God’s provision in our life is a wonderful thing, that we sometimes take advantage of, as we hustle through our daily life.  We need to draw upon it, thrive from it, and thank God often for it.  In the interim, from the last Update, I have see God’s provision more clearly in my life than ever before because I realized the power that it brings.  Because I am still in the Waiting Room I have the opportunity to quietly interact with God.  I do not have any need to dwell on the cancer inside me, or fuss about not knowing about the progress, only pray for healing by God in His perfect timing.  I can simply wait with God and grow my relationship with Him.  That is possible only because of the unshakable Faith that He has provided for me from the very beginning of this Adventure.
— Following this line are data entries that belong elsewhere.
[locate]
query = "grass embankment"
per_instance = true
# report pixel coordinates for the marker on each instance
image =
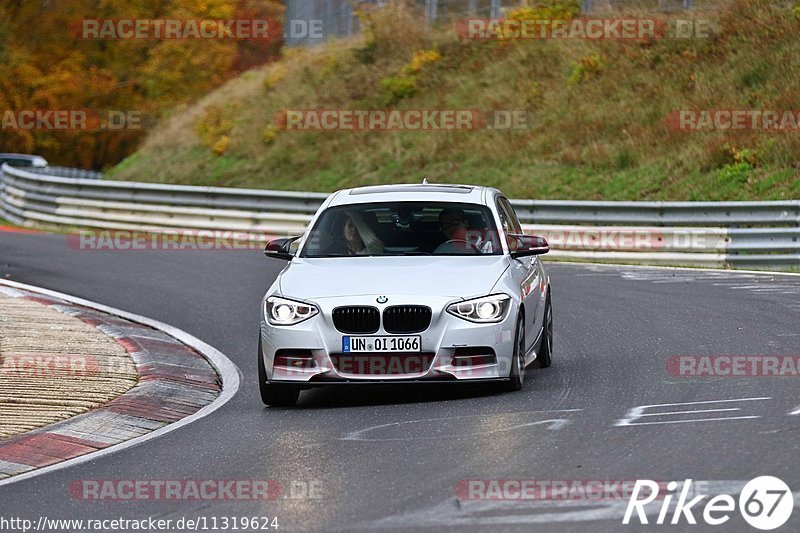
(599, 129)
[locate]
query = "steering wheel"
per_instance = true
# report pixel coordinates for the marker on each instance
(443, 246)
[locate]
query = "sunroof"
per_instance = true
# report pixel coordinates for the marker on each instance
(453, 189)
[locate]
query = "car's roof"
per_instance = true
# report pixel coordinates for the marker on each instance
(409, 192)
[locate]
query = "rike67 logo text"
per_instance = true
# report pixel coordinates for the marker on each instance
(765, 503)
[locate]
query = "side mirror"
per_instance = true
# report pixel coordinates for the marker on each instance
(280, 248)
(527, 245)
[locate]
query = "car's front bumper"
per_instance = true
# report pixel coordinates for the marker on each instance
(439, 342)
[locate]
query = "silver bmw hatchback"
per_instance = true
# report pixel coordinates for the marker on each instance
(406, 283)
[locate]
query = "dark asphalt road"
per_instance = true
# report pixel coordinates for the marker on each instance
(392, 457)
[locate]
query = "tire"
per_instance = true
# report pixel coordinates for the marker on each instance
(274, 394)
(517, 373)
(545, 357)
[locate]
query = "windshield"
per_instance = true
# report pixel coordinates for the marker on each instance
(403, 228)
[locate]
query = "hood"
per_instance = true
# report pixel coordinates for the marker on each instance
(452, 276)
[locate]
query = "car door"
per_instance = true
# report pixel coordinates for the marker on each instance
(528, 272)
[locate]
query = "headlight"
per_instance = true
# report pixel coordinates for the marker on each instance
(485, 309)
(283, 312)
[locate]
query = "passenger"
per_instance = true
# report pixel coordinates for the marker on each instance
(358, 238)
(453, 224)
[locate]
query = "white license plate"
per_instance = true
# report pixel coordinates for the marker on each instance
(379, 344)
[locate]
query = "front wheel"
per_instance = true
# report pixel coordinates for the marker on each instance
(275, 394)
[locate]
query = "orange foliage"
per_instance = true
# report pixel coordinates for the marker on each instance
(44, 64)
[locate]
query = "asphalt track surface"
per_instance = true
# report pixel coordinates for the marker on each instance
(391, 457)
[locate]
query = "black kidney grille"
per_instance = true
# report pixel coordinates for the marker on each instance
(406, 318)
(356, 319)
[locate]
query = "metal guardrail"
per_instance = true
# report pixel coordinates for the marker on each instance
(721, 234)
(68, 172)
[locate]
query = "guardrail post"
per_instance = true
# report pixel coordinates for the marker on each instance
(431, 10)
(495, 9)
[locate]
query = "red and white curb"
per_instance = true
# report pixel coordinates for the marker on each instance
(182, 379)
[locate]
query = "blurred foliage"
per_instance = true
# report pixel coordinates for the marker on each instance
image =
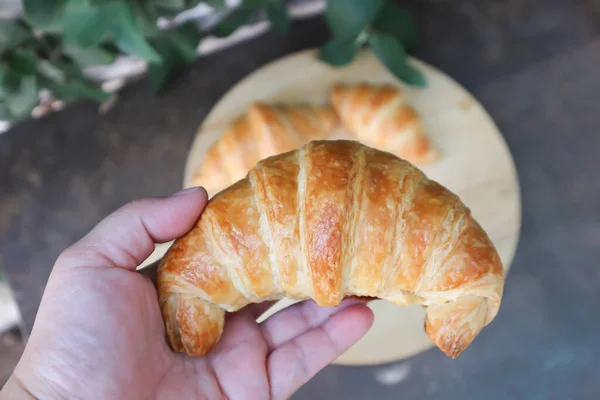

All the prayers from all the people who have been led to pray for me have been with me during this time as well.  There are days when I have felt a specific prayer for me through the quickening of the Holy Spirit.  Thank you for your diligence in lifting me with your prayers.

I have two verses that I want to share for this Update.  The first is Micah 7:7 "But as for me, I will watch expectantly for the Lord; I will wait for the God of my salvation.  My God will hear me." The second is Jeremiah 17:14 "Heal me, O Lord, and I will be healed; Save me and I will be saved, For Thou art my praise." I am, I have, and I will watch for those times that God lets me know that He cares about me on a personal level, has a plan for me, and wants me to talk to Him.  My prayer from day one has been for a miraculous healing from God that all doctors would proclaim could have only come from God.  I was strongly lead to that prayer and God has not shown me that I need to pray differently.  It is a bold, provocative request by me to God. I would never presume that I know when God will heal me but I do feel confident that healing is part of His plan for me.  That confidence comes from all the answered prayer, protection from the bad side effects of Chemotherapy, the mostly daily love letters He sends, and His provision for me.  Learning what His plan for me is a process of getting to know Him by growing my relationship with Him.  We cannot know His plan completely because we would not be able to handle it correctly.  Those are the reasons I included the versus from Micah.  I am to continually thank and praise God and never get ahead of Him.  I do that when I listen, watch, pray and seek a closer relationship with Him.  The verse from Jeremiah speaks to the miraculous healing I have been praying for.  The vital part of that verse is "For Thou art my praise". It speaks to my relationship with God.  I am to continually praise God, not because He commands me to but because He deserves it. I should want to, and He responds to my heartfelt expression of all He has done for me because He loves me.  I say all this because the Waiting Room experience has shown me that I may not be happy, patient, long suffering, or even nice on a day to day basis, even with unstoppable Joy.  That is part of being human.  How we react to those times, the lessons we learn, and reconciling the hurt we cause during those times with those we hurt is vital to moving forward.

Please continue to pray for my family, and me.  I will attempt to be more frequent on the Updates but I think God used the time to bring me to a higher level of understanding.  I tried several times to start an update but the spiritual message was always vague and not ready for prime time as they say.  This one was a totally different experience so I will say it was written in God’s timing.